Fuerza, ánimo y confianza

El domingo nos sorprendió la noticia de la muerte de un deportista de tan solo 23 años. Miki Roque, un jugador del Betis lleno de ilusiones y con toda una vida por delante. Una vida que el cáncer ha truncado de repente y sin darle tiempo apenas para luchar contra él. La enfermedad sabía que Miki era fuerte y que podía vencerla, así que decidió acabar con él rápido y sin dejarlo apenas respirar.

               Recuerdo cuando tenía la misma edad que Miki, tras una rutinaria revisión, me diagnosticaron un tumor maligno en el ovario izquierdo. Dios mío creí que ese mismo día se terminaba todo. Pero es curioso que lo único que pasaba por mi mente en esos momentos no era que me podía morir, no, sólo pasaba por mi mente que mi madre se quedaba sola. Mi padre había muerto hacía años y ahora me iba yo al mundo desconocido, me sentía hasta culpable por causar tanto daño a los míos. Antes de que me operaran, no podía dejar de pensar en la gente tan maravillosa que dejaba en este mundo conocido y en lo que yo les iba a hacer sufrir. No dejaba de llorar y recuerdo perfectamente que mis lágrimas no eran por mí, si no por la gente a la que quería. Tras mi operación todo quedó en una falsa alarma y el tumor era benigno. Tuve suerte.

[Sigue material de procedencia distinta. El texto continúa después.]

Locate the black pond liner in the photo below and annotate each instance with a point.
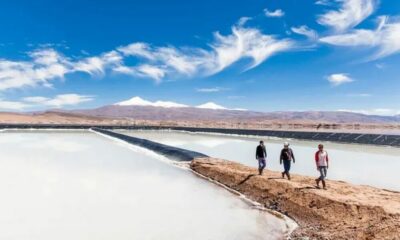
(165, 150)
(360, 138)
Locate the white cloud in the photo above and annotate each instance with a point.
(360, 95)
(36, 99)
(339, 79)
(59, 100)
(211, 90)
(46, 65)
(384, 39)
(306, 31)
(13, 105)
(154, 72)
(98, 64)
(243, 43)
(323, 2)
(350, 14)
(277, 13)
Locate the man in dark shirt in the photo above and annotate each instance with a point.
(261, 155)
(286, 157)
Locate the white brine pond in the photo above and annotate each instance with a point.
(376, 166)
(82, 186)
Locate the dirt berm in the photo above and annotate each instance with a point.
(344, 211)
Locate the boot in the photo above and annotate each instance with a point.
(317, 182)
(324, 184)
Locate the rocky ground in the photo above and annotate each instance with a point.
(344, 211)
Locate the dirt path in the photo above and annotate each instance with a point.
(344, 211)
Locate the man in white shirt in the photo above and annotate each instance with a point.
(322, 162)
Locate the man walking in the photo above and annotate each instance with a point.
(286, 158)
(322, 162)
(261, 155)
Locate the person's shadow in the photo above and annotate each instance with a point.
(246, 179)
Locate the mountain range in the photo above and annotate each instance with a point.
(140, 109)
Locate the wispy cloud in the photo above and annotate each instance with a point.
(339, 79)
(323, 2)
(363, 95)
(13, 105)
(350, 14)
(59, 100)
(242, 43)
(385, 38)
(306, 31)
(274, 14)
(47, 65)
(211, 90)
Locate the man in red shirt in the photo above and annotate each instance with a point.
(322, 162)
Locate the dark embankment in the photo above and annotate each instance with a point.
(344, 211)
(165, 150)
(372, 139)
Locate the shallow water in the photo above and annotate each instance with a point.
(78, 185)
(360, 164)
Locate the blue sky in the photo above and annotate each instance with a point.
(276, 55)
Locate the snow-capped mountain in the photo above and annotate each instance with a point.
(137, 101)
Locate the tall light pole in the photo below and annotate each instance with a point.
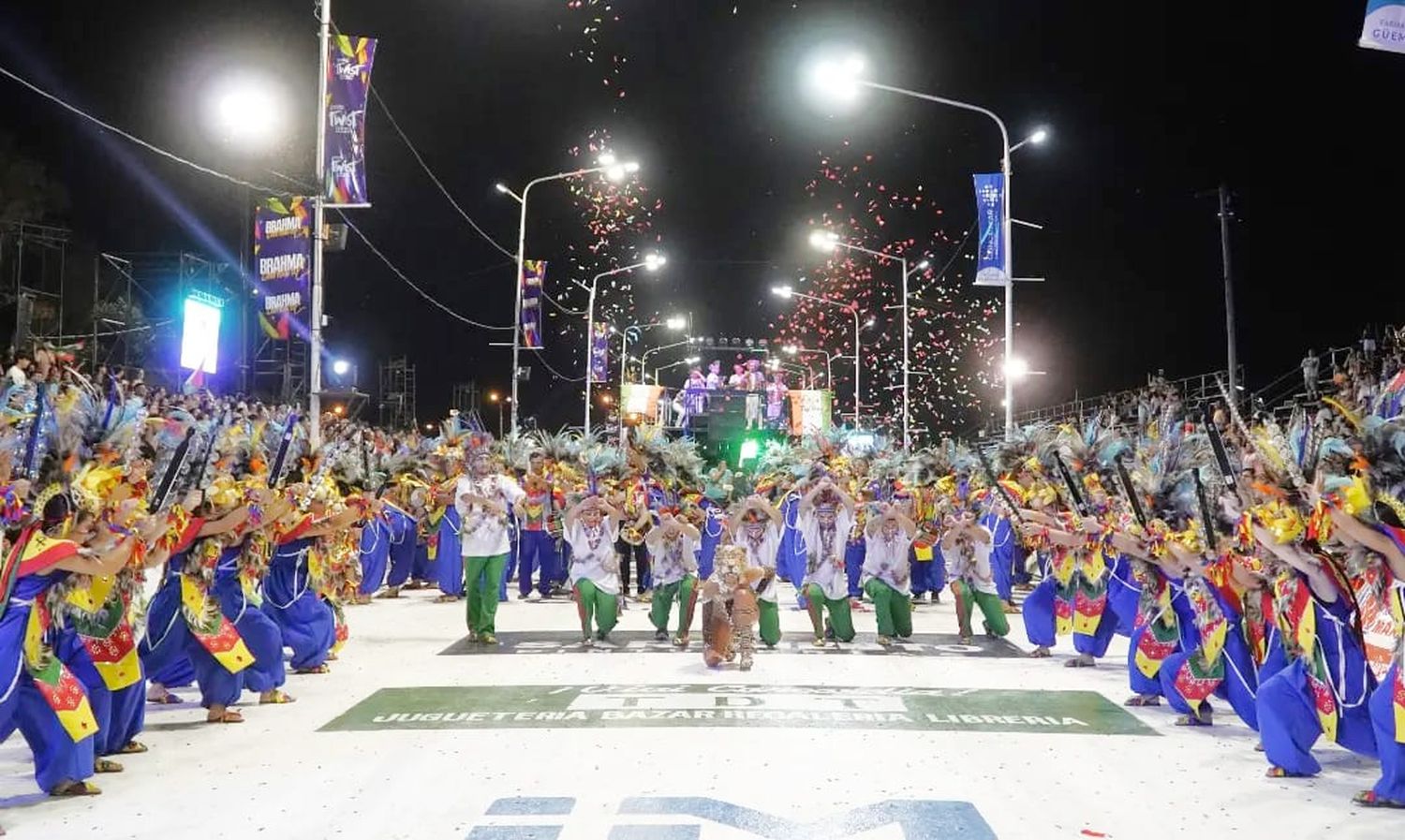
(614, 171)
(652, 263)
(829, 241)
(843, 79)
(784, 291)
(318, 224)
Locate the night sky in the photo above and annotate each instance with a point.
(1149, 106)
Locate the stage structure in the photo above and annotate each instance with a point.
(31, 280)
(398, 395)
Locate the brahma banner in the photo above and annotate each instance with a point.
(348, 83)
(283, 258)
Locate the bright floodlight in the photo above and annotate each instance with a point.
(1016, 368)
(247, 112)
(836, 78)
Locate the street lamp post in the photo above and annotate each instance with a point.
(843, 78)
(606, 165)
(784, 291)
(652, 263)
(826, 241)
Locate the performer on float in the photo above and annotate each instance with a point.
(483, 497)
(887, 572)
(756, 527)
(826, 517)
(592, 528)
(673, 544)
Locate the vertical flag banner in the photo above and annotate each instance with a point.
(534, 273)
(283, 256)
(989, 211)
(1384, 27)
(809, 412)
(600, 353)
(348, 83)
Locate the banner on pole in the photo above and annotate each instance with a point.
(809, 412)
(989, 211)
(348, 83)
(1384, 27)
(283, 258)
(534, 273)
(600, 353)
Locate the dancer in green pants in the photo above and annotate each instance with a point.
(888, 573)
(967, 550)
(673, 545)
(756, 525)
(592, 528)
(483, 499)
(826, 519)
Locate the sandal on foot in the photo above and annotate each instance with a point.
(75, 788)
(1138, 700)
(1370, 800)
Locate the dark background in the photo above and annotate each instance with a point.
(1149, 104)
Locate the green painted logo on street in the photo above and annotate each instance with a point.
(533, 707)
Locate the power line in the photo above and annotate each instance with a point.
(409, 283)
(430, 173)
(129, 137)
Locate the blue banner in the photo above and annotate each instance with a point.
(1384, 27)
(989, 213)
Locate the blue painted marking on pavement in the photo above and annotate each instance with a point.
(918, 819)
(531, 806)
(514, 833)
(655, 832)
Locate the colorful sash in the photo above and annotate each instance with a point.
(55, 682)
(210, 626)
(1295, 614)
(98, 617)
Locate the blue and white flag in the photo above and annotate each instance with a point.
(1384, 27)
(989, 210)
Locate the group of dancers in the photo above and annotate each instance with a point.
(1255, 564)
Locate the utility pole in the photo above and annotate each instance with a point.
(1224, 255)
(318, 224)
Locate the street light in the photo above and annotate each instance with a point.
(614, 171)
(828, 241)
(786, 291)
(651, 263)
(840, 79)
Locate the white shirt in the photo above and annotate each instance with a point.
(483, 534)
(672, 559)
(975, 569)
(598, 564)
(826, 570)
(887, 561)
(762, 555)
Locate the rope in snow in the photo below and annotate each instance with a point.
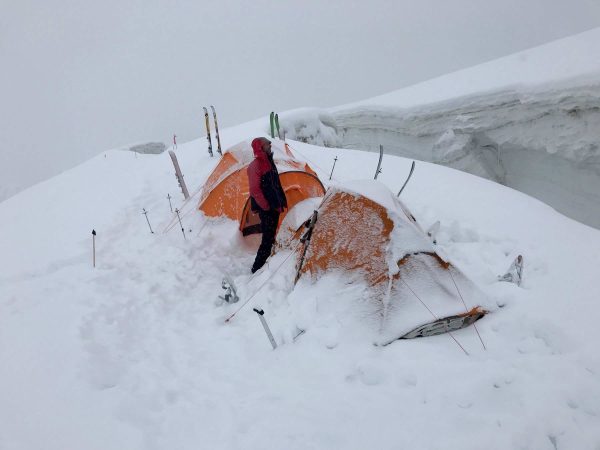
(466, 308)
(434, 316)
(293, 252)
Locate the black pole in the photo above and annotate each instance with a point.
(333, 168)
(94, 248)
(378, 171)
(169, 198)
(180, 224)
(147, 220)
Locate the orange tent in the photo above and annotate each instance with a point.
(226, 191)
(367, 233)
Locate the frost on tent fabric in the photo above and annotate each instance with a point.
(364, 231)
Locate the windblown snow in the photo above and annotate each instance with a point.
(530, 121)
(135, 353)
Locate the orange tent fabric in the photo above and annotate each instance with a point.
(226, 191)
(366, 233)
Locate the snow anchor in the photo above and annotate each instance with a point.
(333, 168)
(433, 231)
(261, 316)
(230, 291)
(514, 273)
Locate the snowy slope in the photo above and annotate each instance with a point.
(530, 121)
(135, 353)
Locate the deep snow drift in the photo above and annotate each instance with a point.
(135, 353)
(530, 121)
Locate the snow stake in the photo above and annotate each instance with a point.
(412, 169)
(207, 123)
(94, 248)
(378, 171)
(179, 175)
(180, 224)
(147, 220)
(216, 130)
(514, 273)
(261, 316)
(169, 198)
(333, 168)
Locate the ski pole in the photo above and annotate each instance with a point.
(147, 220)
(169, 198)
(94, 248)
(261, 315)
(333, 168)
(216, 130)
(180, 224)
(378, 171)
(412, 168)
(207, 122)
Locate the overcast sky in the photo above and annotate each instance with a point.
(80, 77)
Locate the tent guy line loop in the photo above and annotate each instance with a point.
(466, 308)
(434, 316)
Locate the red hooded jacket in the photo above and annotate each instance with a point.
(266, 192)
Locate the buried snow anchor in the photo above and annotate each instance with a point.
(261, 316)
(230, 291)
(514, 273)
(443, 325)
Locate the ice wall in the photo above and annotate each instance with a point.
(544, 142)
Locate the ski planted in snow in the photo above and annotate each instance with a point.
(272, 123)
(277, 125)
(207, 122)
(179, 175)
(216, 130)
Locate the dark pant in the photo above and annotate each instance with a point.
(268, 226)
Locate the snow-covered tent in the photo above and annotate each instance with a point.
(226, 191)
(365, 231)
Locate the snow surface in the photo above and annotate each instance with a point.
(135, 353)
(530, 121)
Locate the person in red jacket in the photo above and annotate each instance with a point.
(266, 197)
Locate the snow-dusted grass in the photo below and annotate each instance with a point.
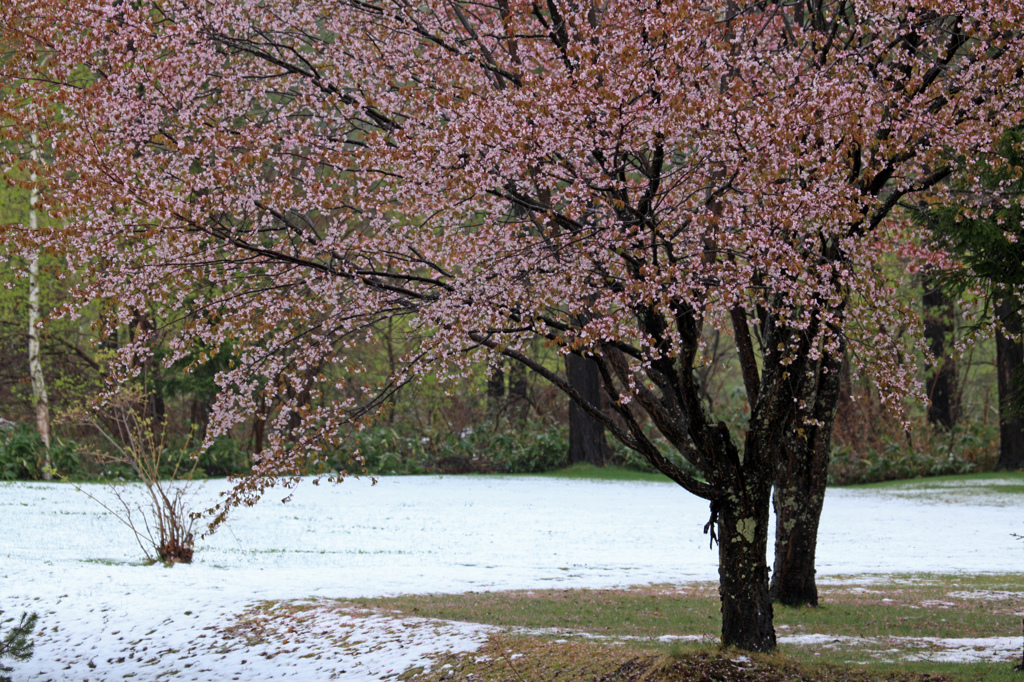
(107, 616)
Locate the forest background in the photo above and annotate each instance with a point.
(500, 419)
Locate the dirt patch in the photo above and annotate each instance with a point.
(722, 668)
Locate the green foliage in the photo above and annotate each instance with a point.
(967, 449)
(16, 643)
(532, 446)
(991, 245)
(22, 454)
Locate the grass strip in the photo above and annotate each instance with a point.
(910, 627)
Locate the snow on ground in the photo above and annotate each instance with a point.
(108, 617)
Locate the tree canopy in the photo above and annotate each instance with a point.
(608, 177)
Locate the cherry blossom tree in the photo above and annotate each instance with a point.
(611, 178)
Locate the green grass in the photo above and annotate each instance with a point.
(889, 622)
(935, 481)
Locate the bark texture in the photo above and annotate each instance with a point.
(39, 396)
(587, 440)
(941, 377)
(800, 487)
(747, 609)
(1010, 370)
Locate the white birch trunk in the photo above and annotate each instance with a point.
(39, 396)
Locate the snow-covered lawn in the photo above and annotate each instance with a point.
(109, 617)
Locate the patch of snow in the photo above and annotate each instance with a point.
(103, 615)
(987, 595)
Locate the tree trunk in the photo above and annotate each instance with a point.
(39, 397)
(518, 400)
(747, 609)
(941, 377)
(800, 487)
(1010, 367)
(587, 441)
(496, 388)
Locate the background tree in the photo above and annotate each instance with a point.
(991, 246)
(328, 166)
(587, 441)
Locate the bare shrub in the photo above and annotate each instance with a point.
(162, 521)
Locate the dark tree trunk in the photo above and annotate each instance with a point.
(496, 388)
(800, 487)
(518, 397)
(1010, 370)
(587, 441)
(742, 527)
(941, 379)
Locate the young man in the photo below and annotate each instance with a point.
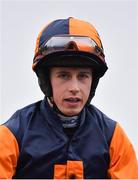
(64, 136)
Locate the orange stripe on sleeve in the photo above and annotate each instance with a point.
(9, 152)
(123, 163)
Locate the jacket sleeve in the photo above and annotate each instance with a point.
(9, 152)
(123, 162)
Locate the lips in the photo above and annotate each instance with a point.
(73, 100)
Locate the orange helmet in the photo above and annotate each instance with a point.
(68, 42)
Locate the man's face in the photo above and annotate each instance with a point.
(71, 88)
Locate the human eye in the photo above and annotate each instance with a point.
(84, 75)
(63, 75)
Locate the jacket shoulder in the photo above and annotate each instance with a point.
(105, 124)
(19, 121)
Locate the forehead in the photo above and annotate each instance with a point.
(71, 69)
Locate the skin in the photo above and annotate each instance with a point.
(71, 88)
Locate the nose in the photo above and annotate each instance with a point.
(74, 86)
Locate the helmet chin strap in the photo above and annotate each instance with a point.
(67, 121)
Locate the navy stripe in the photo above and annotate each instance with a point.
(60, 26)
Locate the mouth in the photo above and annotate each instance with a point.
(73, 100)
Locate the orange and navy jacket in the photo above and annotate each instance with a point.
(33, 144)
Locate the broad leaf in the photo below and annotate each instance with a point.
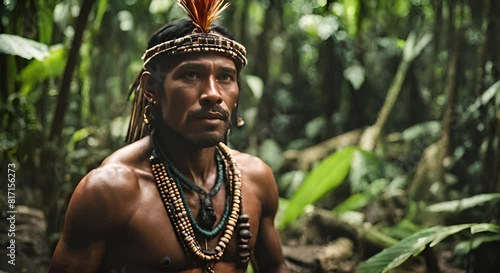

Muchos jóvenes anónimos luchan todos los días contra esta detestable enfermedad. El cáncer malvado y odioso, que cuando más joven eres, más fuerte intenta ser. El cáncer sabe que con los jóvenes ha de actuar rápido y así lo suele hacer. Pero a los que, por la mierda del destino, os toque vivir esto, ÁNIMO, tenéis que vivir, tenéis que luchar, tenéis que vencerlo. La juventud ha de ser dura, ha de ser constante, inteligente y anular a esa enfermedad injusta que se os quiere llevar. No lo permitáis, no lo dejéis. Todavía tenéis mucho que vivir, mucho que descubrir. Tenéis que enamoraros, tenéis que viajar para descubrir mundos y aventuras extraordinarias. Tenéis que llorar, que reír, en definitiva, os queda un mundo maravilloso de sentimientos y lugares por explorar. No dejéis que el cáncer os hunda, él no es nadie para decidir que se acabó todo. No podrá con vosotros.

               Y si a pesar de luchar con todas vuestras fuerzas, el final es inesperado, duro y triste, pensad que aquí dejáis mucho amor entre nosotros. Dejáis una luz que no se apagará jamás mientras sigáis en nuestra mente y en nuestro corazón y eso será… siempre. Y que en algún momento y en algún lugar, seguro que nos encontraremos de nuevo.

               Miki, esto va por ti. Seguirás entre nosotros, mientras nosotros sigamos.